Un élève 13 ans avoue que s’il a le choix entre terminer un devoir important ou faire du gardiennage pour gagner de l’argent, il préfère le gardiennage.

Les jeunes semblent particulièrement conscients de la pénurie de main-d’œuvre, qui se manifeste à l’école, mais qui les avantage sur le marché du travail. « Même si étudier, c’est vraiment ennuyant, ça reste important. Je n’ai pas envie de passer 30 ans de ma vie dans un dépanneur », nuance Ron Laviatrice, 16 ans.

Pour les plus jeunes, la notion de carrière est très lointaine. « Il y a déjà des gens qui me demandent : “Que veux-tu faire plus tard ?” Mais je suis juste en secondaire 2 », s’exclame Sydney Fleury, 14 ans.

 

Du personnel scolaire au bout du rouleau  

Les jeunes qui rapportent une démotivation chez leurs professeurs n’ont peut-être pas complètement tort puisque plusieurs intervenants scolaires trouvent que leurs collègues sont au bout du rouleau.

Mathieu* s’occupe du premier cycle comme directeur dans une école secondaire de la métropole. Ce qui l’a le plus frappé cette année, ce n’est pas l’attitude des élèves, mais celle de son équipe.

« Je n’ai jamais géré autant de situations conflictuelles ou de détresse chez les adultes », dit-il.

Il doit parfois faire de la médiation entre des membres du personnel. Parfois, entre un employé et un élève, illustre-t-il. « Il y a beaucoup d’irritabilité. »

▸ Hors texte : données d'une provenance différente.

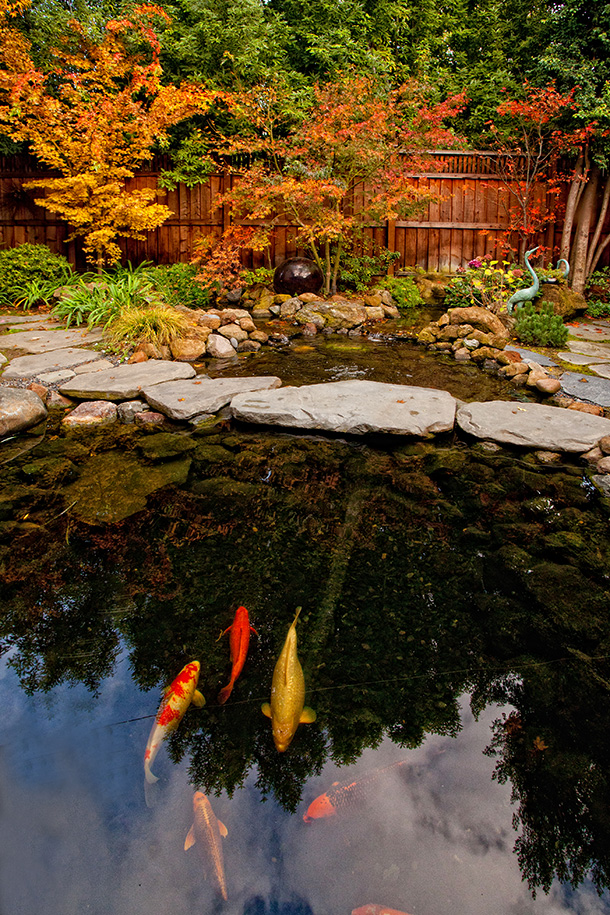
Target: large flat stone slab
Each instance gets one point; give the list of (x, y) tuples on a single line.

« Je n’ai jamais vu des gens crevés comme ça », abonde Mireille* à propos de ses collègues de l’école primaire de Montréal où elle enseigne.

Non seulement la pandémie a affecté leur propre santé mentale, mais ils doivent maintenant composer avec la lourdeur accrue des difficultés chez les élèves, soulignent plusieurs intervenants.

« C’est désemparant », soupire Marjorie Racine, qui enseigne à Longueuil.

Ses élèves de 4e année n’ont tout simplement pas un niveau académique de 4e année, résume-t-elle.

« On a parfois l’impression qu’on ne fait pas bien notre travail [...] On ne sait comme plus où mettre les priorités. »

Revirés de bord

Crystel* est psychologue scolaire à Montréal. Son rôle est principalement d’évaluer les élèves. « Mais là, j’ai des profs qui viennent me voir dans mon bureau. Je n’avais pas ça avant. »

Cette fatigue, il est probable que les élèves la sentent, suppose Camille Rivard, coordonnatrice à la Maison des jeunes de Repentigny.

« Je lance zéro roche au personnel scolaire, prévient-elle. Mais on se le fait souvent dire par les jeunes : il y en a qui ne se sentent pas appuyés et compris par le personnel de leur école. Ils se sentent revirés de bord. »

*Noms fictifs. Plusieurs intervenants ont gardé l’anonymat pour ne pas identifier leurs élèves et pour éviter les représailles de leur centre de services scolaire.